Paperstand (KBW, GOOG, YHOO, DIS)

The WSJ reports that Kohlberg Kravis Roberts now appears willing to make concessions to investment banks arranging the $24bn in debt for its purchase of First Data (FDC). Specifically, the private-equity firm appears willing to agree to a covenant that places a performance criteria on First Data's debt, making it easier to sell the debt to investors leery of the potential risk. As a result, the sale of the debt financing is expected to be launched by midweek.

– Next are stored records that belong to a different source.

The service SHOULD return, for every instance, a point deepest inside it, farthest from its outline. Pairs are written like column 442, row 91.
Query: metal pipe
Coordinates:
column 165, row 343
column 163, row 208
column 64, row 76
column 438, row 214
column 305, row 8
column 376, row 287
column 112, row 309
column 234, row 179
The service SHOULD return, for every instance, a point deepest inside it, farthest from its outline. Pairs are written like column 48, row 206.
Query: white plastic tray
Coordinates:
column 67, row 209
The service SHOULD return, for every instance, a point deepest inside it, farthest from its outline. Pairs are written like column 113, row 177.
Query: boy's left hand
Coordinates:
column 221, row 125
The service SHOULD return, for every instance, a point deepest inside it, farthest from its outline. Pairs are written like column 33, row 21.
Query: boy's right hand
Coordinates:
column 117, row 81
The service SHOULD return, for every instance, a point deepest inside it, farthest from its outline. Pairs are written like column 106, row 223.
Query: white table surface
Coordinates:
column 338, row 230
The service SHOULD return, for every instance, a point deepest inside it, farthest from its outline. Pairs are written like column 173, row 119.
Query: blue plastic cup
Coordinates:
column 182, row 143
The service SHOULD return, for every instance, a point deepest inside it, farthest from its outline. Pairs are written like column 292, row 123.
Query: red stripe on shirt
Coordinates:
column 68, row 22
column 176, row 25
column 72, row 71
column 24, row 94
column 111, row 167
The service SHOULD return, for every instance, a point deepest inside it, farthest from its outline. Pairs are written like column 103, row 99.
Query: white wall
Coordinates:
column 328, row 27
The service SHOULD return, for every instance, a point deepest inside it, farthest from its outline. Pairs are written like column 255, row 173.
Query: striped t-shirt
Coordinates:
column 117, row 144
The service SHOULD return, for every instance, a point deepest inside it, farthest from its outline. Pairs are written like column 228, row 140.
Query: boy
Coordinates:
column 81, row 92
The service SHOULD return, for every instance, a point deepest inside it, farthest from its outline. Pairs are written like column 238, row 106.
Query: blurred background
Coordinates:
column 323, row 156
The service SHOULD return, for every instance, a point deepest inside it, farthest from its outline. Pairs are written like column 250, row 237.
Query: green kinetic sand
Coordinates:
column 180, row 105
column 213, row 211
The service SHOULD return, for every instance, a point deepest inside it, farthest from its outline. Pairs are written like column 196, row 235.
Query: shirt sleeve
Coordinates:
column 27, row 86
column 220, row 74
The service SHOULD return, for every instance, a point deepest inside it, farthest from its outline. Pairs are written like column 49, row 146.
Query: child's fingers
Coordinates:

According to the WSJ, at a time when Wall St. is struggling with tremors in the mortgage sector, the investment-banking boutique KBW (KBW) is tacking in the other direction. Earlier this summer, the firm launched what it expects will become a broad push into the REIT sector. It has hired a new team of research analysts and traders from other firms including Stifel and Wachovia. Over time, the firm also intends to hire a team of investment bankers who specialize in the REIT mkt. Execs at KBW say it wants to capitalize on tough times in the US real-estate mkt.

The WSJ reports that tech consultancy Capgemini will begin recommending Google's (GOOG) online suite of office software to its corporate customers, a move that could bolster Google effort to drum up more sales to big businesses. Hoping to diversify beyond the online-ad mkt, Google began selling a souped-up version of its office applications in Feb for a $50 annual fee per user. While the low cost has appealed to small businesses and universities operating on tight budgets, Google has had a tougher time winning over large co’s. Google's software bundle includes email, word processing, spreadsheets and calendar mgmt.

“Heard on the Street” column out saying that investors who have grown impatient with Yahoo (YHOO) may have to wait awhile longer to see any pop in its stock. The co replaced its CEO in June and this summer kicked off a strategic review to better position it for a changing online-ad mkt and compete with the likes of Google. Now, partway through Yahoo's strategic soul-searching, a major overhaul appears unlikely. Over the summer, CEO Jerry Yang did actively assess one major sacred cow: the Web-search-ad business it built up at great expense in recent years. Under the scenario discussed by top execs, Yahoo would have outsourced that search-ad activity to either Google or Microsoft. Such a move would likely give Yahoo an immediate rev bump representing hundreds of millions of dollars annually. It could also bring in additional one-time payments from any outsourcing partner and would reduce some of Yahoo's operations costs and capital spending. But one of the people familiar with the matter says Mr. Yang concluded that Yahoo needed to be the "marketing operating system," providing advertisers with a full menu of online-ad options. Yahoo would have a hard time doing so if it outsourced search advertising. Any discussion of outsourcing search ads has now cooled.

The NY Times reports that Disney (DIS) said it would begin its own testing of toys featuring Disney characters, including random testing of products already on store shelves.

1 comment:

fCh said...

I'm a user of Google apps. for corporations and have wondered myself why the adoption is so slow. It's got to do with Google's fixation on search-driven advertising (at the expense of corporate) sales.

That fixation may become infatuation in case the advertising landscape changes (recession, etc.).

Yahoo is so slow to innovate quality of service and feature set that it's got to reach lower before else.